1. Introduction
This project implements a deep learning-based facial expression recognition system using the FER-2013 dataset and VGG19 architecture with batch normalization. The system can classify facial expressions into seven distinct emotion categories: Angry, Disgust, Fear, Happy, Neutral, Sad, and Surprise.
The project addresses the growing need for emotion recognition across various domains, including human-computer interaction, mental health monitoring, customer sentiment analysis, and entertainment applications.

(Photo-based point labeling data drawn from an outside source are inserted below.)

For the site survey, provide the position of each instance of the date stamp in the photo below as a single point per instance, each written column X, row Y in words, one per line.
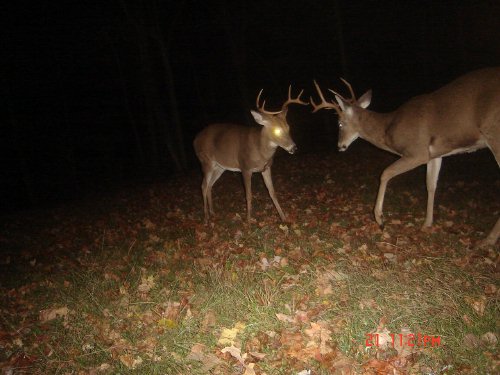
column 402, row 339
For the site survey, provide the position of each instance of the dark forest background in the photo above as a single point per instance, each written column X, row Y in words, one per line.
column 110, row 93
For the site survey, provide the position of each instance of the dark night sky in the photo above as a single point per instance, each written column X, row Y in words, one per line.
column 76, row 75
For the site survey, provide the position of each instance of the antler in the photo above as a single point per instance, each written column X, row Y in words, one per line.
column 324, row 103
column 332, row 104
column 353, row 96
column 289, row 101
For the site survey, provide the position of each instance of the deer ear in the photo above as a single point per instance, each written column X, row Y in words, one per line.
column 259, row 118
column 365, row 99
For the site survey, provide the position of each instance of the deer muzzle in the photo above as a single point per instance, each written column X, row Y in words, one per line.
column 292, row 149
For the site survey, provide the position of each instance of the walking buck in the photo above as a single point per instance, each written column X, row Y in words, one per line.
column 234, row 147
column 462, row 116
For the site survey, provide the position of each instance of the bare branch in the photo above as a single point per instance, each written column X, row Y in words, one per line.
column 324, row 104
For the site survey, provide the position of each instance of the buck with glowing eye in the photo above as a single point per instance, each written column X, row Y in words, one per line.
column 233, row 147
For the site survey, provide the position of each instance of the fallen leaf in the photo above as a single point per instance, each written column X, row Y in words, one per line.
column 228, row 335
column 50, row 314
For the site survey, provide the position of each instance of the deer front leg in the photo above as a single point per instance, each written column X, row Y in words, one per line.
column 398, row 167
column 247, row 181
column 433, row 168
column 216, row 173
column 492, row 237
column 266, row 174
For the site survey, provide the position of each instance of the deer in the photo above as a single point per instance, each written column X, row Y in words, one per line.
column 246, row 149
column 460, row 117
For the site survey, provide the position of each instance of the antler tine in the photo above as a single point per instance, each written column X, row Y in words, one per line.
column 297, row 100
column 262, row 109
column 340, row 95
column 353, row 96
column 324, row 104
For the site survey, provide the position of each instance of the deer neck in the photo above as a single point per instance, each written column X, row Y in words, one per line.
column 375, row 126
column 266, row 147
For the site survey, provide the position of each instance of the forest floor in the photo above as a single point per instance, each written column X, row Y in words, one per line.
column 132, row 281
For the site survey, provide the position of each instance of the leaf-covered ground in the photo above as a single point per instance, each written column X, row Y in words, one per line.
column 133, row 282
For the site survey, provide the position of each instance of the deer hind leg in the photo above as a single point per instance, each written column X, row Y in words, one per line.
column 398, row 167
column 494, row 145
column 266, row 174
column 433, row 168
column 247, row 181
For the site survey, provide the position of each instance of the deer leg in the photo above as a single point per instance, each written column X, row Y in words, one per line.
column 205, row 187
column 492, row 237
column 494, row 146
column 216, row 173
column 398, row 167
column 433, row 168
column 247, row 181
column 266, row 174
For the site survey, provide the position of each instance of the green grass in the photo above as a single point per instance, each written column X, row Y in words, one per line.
column 145, row 281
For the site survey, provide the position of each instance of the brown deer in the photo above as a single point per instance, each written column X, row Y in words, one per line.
column 462, row 116
column 246, row 149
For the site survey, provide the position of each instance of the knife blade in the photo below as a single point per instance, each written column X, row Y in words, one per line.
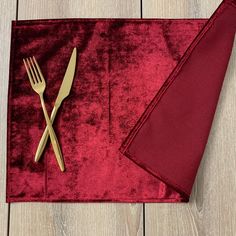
column 64, row 91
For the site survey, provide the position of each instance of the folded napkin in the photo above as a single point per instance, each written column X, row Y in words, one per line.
column 136, row 122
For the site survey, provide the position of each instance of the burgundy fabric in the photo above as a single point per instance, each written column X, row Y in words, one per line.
column 145, row 89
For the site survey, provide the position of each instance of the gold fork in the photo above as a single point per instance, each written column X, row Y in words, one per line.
column 38, row 84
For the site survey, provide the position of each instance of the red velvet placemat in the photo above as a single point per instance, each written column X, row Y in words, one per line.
column 123, row 68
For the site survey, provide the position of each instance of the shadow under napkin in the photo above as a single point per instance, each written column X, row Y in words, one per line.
column 121, row 66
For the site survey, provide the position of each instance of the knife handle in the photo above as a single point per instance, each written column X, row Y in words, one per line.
column 44, row 138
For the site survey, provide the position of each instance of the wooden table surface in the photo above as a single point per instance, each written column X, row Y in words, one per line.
column 212, row 208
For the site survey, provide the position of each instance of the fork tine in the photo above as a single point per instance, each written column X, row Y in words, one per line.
column 35, row 70
column 28, row 72
column 39, row 71
column 31, row 70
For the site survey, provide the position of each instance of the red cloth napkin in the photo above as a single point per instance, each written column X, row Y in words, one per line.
column 144, row 89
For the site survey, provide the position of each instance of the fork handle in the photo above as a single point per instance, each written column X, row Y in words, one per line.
column 53, row 137
column 44, row 138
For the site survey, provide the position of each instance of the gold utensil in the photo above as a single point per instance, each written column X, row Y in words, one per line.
column 62, row 94
column 38, row 84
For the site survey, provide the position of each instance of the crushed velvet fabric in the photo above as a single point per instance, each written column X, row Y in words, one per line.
column 123, row 103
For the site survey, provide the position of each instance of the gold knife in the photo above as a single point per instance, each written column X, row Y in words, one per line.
column 62, row 94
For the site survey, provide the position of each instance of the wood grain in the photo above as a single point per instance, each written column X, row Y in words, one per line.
column 212, row 209
column 76, row 219
column 5, row 29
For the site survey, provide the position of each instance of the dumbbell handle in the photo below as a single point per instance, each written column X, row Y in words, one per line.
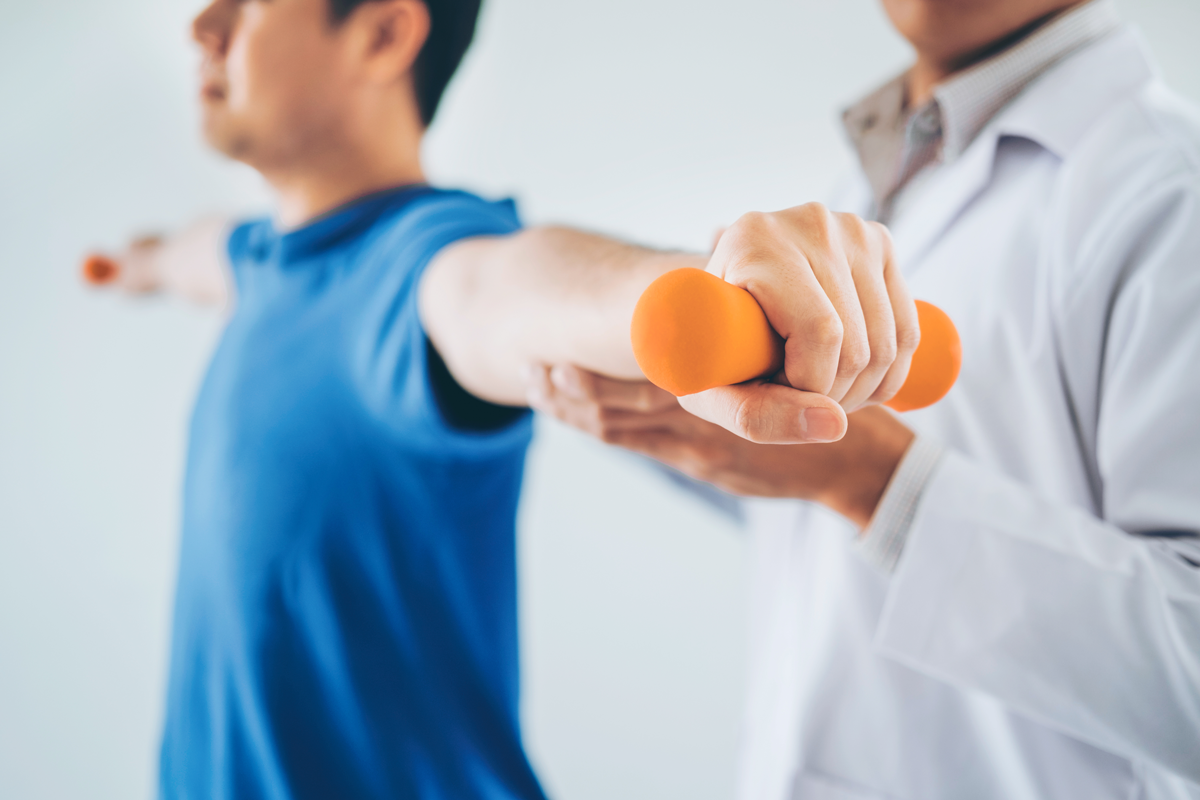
column 693, row 331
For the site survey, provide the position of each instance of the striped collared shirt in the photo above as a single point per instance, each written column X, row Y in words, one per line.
column 898, row 146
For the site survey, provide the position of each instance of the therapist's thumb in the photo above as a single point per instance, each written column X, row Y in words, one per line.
column 769, row 413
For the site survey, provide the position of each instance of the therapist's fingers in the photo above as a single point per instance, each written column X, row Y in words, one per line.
column 768, row 256
column 907, row 328
column 868, row 248
column 768, row 413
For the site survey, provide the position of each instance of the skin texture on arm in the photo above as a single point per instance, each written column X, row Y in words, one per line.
column 495, row 306
column 847, row 476
column 190, row 264
column 827, row 283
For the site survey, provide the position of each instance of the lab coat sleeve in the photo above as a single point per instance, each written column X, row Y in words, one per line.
column 1086, row 623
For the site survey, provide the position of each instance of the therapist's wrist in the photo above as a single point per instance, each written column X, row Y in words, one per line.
column 858, row 481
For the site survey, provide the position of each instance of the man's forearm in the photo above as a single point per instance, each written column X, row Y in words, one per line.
column 549, row 295
column 190, row 264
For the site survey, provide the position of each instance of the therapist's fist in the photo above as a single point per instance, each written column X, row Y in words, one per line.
column 829, row 287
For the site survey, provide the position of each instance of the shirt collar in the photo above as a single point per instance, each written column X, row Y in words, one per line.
column 895, row 143
column 971, row 98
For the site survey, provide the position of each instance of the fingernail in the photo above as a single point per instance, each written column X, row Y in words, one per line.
column 565, row 379
column 820, row 425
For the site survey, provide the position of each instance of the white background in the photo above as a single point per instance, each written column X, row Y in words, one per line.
column 657, row 120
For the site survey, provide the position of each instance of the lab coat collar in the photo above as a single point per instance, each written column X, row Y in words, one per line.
column 1055, row 110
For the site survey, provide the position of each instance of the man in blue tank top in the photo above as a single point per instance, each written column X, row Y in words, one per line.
column 346, row 615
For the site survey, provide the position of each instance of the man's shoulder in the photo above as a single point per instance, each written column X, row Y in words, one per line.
column 454, row 211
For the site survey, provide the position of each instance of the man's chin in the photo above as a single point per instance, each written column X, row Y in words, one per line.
column 225, row 138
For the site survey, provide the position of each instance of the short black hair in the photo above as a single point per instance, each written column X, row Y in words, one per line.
column 451, row 28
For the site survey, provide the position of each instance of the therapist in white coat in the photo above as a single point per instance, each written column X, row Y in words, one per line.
column 999, row 596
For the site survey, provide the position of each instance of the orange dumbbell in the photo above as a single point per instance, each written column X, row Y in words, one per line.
column 97, row 270
column 693, row 331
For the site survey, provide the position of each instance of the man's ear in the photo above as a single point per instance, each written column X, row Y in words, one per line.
column 390, row 35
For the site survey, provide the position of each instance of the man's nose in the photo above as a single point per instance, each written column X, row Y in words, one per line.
column 210, row 29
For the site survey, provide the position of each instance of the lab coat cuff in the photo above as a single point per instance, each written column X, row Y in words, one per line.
column 885, row 537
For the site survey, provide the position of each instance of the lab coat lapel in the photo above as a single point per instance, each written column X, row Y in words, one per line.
column 942, row 199
column 1056, row 112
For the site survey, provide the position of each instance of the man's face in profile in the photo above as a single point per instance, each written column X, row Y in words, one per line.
column 271, row 80
column 947, row 30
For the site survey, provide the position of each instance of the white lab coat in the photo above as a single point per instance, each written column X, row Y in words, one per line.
column 1029, row 644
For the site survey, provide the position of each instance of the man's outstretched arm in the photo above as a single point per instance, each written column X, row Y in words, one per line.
column 190, row 264
column 551, row 295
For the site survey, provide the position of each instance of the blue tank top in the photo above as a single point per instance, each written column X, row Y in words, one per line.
column 345, row 621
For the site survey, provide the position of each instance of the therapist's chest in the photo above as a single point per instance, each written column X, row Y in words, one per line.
column 990, row 259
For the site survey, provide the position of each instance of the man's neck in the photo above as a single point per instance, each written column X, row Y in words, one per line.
column 934, row 68
column 331, row 181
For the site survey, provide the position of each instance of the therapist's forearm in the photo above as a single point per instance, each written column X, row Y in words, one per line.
column 863, row 464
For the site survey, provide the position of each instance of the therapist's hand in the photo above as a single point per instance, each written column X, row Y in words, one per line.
column 847, row 476
column 829, row 287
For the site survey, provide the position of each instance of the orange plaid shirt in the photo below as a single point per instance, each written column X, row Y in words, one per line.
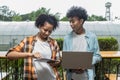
column 27, row 45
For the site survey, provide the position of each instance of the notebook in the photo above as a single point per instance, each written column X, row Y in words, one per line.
column 75, row 60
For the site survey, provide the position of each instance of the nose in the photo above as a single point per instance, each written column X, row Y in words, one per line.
column 47, row 33
column 71, row 24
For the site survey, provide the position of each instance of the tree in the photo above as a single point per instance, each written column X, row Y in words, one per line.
column 6, row 14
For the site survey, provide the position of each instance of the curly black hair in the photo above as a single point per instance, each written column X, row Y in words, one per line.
column 76, row 11
column 42, row 18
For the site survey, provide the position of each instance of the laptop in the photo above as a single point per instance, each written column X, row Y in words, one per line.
column 75, row 60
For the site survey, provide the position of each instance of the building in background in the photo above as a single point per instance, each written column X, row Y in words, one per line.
column 12, row 33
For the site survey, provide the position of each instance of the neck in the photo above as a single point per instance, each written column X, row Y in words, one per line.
column 41, row 38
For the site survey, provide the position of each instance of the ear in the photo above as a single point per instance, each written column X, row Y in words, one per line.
column 81, row 21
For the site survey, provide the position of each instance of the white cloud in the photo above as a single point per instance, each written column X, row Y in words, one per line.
column 96, row 7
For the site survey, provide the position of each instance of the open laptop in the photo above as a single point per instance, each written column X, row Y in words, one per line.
column 75, row 60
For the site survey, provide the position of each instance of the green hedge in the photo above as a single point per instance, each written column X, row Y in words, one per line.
column 108, row 44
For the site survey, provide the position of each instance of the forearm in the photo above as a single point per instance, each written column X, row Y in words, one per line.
column 17, row 55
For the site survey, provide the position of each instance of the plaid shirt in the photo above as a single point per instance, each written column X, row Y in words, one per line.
column 27, row 45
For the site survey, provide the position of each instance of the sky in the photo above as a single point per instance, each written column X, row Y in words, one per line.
column 96, row 7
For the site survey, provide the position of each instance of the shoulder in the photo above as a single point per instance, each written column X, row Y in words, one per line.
column 90, row 34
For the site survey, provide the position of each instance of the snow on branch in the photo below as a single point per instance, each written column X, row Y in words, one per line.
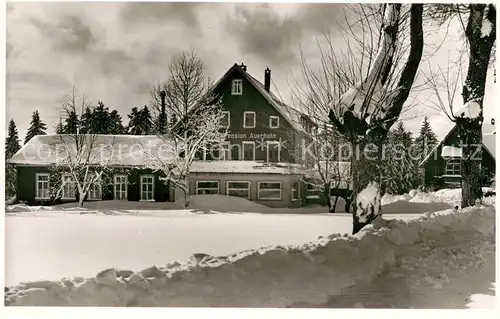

By leveraging transfer learning with VGG19 and custom classifier heads, the system achieves robust performance on grayscale facial images.
The implementation demonstrates practical applications of deep learning for emotion detection, using data augmentation techniques to improve model generalization and prevent overfitting on the relatively small 48×48 pixel images.
Core Features:
- 7-class emotion classification (Angry, Disgust, Fear, Happy, Neutral, Sad, Surprise)
- Transfer learning with pre-trained VGG19 architecture
- Data augmentation to improve generalization
- Batch normalization for training stability
- Dropout regularization to prevent overfitting
- Comprehensive training visualization and evaluation metrics
- Individual prediction visualization with probability distributions
2. Methodology / Approach
The system employs transfer learning with VGG19, a deep convolutional neural network pre-trained on ImageNet. The architecture is adapted for facial expression recognition by replacing the final classification layers with custom fully-connected layers tailored for 7 emotion classes.
2.1 System Architecture
The facial expression recognition pipeline consists of:
- Data Loading: FER-2013 dataset with 35,887 grayscale images (48×48 pixels)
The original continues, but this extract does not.